The generalized linear model can be built using the glm () function. The data used is the bodyfat dataset that comes with the 'th. Data' package.
Data ("bodyfat", package = "TH. data ")
MyFormula <-DEXfat ~ Age + waistcirc + hipcirc + elbowbreadth + kneebreadth
Set the response variable to conform to the normal distribution, and the corresponding connection function to follow the logarithm distribution.
Bodyfat. glm <-glm (myFormula, family = gaussian ("log"), data = bodyfat)
The prediction type is the response variable.
Pred <-predict (bodyfat. glm, type = "response ")

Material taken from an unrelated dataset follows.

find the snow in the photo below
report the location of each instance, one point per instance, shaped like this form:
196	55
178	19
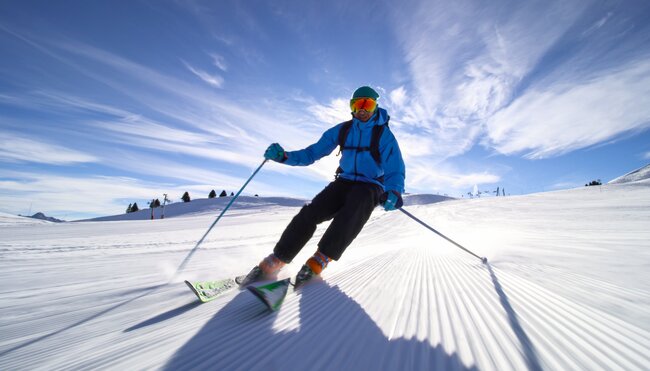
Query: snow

Plot (bodyfat $ DEXfat, pred, xlab = "Observed Values", ylab = "Predicted Values ")
Abline (a = 0, B = 1)
The prediction result test is shown in the following figure:
As shown in the figure above, although the model also has outliers, most of the data falls on or near a straight line, which means that the model is well established and can better fit the data.
4. Nonlinear regression
If the linear model is to fit a straight line closest to the data point, the nonlinear model is to fit a curve through the data. In R, you can use the nls () function to create a non-linear regression model. You can use '? Nls () 'to view the function documentation.